By Paul Foy / Associated Press
Utah gave its final approval Wednesday for the first commercial tar sands project in the U.S., handing a victory to a Canadian company that aims to start producing 2,000 barrels of oil next year in the start of what could grow into a larger operation.
The Utah Water Quality Board upheld the decision of state regulators and turned back an appeal from a Moab-based environmental group that vows to take up its fight in the state courts.
Living Rivers has fought the project every step of the way, arguing that tar sands mining will contaminate groundwater in a largely undeveloped area of Utah’s Book Cliffs region that drains into the Colorado River.
State regulators and the company insist the eastern Utah desert is so dry there is no significant groundwater to pollute. An administrative law judge agreed, sending a recommendation for approval to the Water Quality Board, which held hours of arguments before upholding a crucial state permit Wednesday by a vote of 9-2.

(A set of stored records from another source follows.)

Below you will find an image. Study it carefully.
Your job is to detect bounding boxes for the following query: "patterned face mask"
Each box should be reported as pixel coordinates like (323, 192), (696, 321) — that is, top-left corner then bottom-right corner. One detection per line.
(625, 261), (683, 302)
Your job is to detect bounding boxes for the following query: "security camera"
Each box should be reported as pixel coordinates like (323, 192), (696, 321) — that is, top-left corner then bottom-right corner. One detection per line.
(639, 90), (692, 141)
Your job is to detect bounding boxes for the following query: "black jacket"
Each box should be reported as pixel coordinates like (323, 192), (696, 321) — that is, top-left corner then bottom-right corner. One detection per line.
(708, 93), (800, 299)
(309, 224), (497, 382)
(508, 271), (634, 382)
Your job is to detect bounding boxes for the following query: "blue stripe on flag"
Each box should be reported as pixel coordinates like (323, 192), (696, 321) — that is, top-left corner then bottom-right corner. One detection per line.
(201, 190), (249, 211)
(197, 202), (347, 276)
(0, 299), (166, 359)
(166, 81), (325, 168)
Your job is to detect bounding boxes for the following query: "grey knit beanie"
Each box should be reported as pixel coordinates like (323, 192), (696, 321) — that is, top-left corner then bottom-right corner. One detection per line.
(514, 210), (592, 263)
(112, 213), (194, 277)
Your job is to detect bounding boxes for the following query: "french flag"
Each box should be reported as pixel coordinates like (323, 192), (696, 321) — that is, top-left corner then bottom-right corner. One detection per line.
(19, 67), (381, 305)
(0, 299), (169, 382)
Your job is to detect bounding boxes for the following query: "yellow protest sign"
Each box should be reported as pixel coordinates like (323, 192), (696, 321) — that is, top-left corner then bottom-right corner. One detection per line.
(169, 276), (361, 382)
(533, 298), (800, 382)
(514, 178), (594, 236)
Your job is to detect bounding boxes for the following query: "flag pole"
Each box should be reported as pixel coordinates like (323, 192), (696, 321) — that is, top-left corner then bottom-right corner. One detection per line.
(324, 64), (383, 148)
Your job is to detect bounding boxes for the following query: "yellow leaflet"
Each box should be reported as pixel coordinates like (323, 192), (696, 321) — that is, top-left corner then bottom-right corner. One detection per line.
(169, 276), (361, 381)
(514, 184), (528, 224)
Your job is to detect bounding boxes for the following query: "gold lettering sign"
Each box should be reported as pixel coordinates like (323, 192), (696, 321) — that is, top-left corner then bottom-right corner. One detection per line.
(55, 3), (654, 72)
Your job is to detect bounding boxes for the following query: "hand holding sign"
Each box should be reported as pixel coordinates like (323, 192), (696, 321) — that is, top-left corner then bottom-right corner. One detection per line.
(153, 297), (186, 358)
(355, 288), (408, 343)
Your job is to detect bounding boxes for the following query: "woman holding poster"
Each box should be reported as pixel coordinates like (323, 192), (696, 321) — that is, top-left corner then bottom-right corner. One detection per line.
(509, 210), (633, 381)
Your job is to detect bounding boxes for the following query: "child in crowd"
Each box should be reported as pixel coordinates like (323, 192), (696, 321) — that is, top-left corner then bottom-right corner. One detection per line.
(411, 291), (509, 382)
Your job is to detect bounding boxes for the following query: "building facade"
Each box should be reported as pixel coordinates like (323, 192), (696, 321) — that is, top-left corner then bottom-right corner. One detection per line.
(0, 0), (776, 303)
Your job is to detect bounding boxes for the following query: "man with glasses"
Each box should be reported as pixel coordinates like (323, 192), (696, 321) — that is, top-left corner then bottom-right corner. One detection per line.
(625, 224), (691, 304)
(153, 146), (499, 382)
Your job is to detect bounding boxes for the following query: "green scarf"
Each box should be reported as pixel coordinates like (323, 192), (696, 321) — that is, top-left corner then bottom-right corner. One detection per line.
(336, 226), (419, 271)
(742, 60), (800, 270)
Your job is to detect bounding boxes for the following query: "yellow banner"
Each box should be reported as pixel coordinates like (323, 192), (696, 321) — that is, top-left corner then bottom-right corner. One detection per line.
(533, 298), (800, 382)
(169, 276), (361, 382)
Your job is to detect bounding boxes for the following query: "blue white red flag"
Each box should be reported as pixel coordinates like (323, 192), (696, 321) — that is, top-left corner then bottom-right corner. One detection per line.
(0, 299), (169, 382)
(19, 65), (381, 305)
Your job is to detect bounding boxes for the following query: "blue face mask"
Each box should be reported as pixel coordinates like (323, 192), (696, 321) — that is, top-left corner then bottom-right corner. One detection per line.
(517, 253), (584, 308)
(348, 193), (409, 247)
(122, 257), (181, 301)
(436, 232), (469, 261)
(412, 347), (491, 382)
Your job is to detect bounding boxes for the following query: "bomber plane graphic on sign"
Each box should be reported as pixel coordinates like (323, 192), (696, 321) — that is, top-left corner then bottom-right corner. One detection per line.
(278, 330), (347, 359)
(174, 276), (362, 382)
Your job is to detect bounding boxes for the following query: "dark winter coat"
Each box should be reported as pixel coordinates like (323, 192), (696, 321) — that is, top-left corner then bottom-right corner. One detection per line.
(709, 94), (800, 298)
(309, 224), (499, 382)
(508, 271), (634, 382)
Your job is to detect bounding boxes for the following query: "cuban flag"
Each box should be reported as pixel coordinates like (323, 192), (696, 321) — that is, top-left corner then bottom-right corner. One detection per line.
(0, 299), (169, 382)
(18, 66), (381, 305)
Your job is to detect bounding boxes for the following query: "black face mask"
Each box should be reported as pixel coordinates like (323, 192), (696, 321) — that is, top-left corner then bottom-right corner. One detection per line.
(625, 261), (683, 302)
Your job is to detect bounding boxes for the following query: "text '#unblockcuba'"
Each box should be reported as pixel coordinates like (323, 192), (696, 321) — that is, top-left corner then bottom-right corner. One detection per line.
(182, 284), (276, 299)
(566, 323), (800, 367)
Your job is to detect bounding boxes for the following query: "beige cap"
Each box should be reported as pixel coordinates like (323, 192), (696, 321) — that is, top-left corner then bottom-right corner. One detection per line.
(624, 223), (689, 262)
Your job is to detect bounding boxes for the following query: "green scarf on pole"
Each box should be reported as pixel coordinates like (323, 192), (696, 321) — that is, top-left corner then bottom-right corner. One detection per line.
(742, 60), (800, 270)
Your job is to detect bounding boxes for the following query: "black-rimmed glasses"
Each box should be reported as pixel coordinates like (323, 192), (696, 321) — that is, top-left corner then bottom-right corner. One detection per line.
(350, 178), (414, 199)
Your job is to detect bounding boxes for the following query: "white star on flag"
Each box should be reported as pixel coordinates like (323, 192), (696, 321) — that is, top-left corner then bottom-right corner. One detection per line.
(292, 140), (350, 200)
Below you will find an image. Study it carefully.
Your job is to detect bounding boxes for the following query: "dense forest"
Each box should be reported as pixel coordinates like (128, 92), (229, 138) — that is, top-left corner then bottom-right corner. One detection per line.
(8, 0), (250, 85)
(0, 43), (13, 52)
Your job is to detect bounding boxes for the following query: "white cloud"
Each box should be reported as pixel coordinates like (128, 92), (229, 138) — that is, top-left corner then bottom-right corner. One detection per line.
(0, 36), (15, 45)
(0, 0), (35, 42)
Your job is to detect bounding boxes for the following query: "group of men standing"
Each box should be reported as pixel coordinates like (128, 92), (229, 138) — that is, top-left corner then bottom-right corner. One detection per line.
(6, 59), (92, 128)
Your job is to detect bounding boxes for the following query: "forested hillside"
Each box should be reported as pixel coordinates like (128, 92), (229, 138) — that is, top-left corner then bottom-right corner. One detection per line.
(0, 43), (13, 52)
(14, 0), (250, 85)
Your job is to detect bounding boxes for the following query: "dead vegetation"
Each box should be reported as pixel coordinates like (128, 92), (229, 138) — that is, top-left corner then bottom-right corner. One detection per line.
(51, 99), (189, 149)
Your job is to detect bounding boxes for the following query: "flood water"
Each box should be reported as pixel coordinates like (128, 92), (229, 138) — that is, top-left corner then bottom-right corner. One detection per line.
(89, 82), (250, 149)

U.S. Oil Sands Inc. has said it was raising the money it needs to start digging after working since 2005 to obtain or defend its state approvals. Executives said they planned to produce oil from a 62-acre mountaintop pit starting in late 2013. The Calgary, Alberta-based company holds leases on 50 square miles of Utah trust lands sprinkled with gooey bitumen, a tar-like form of petroleum.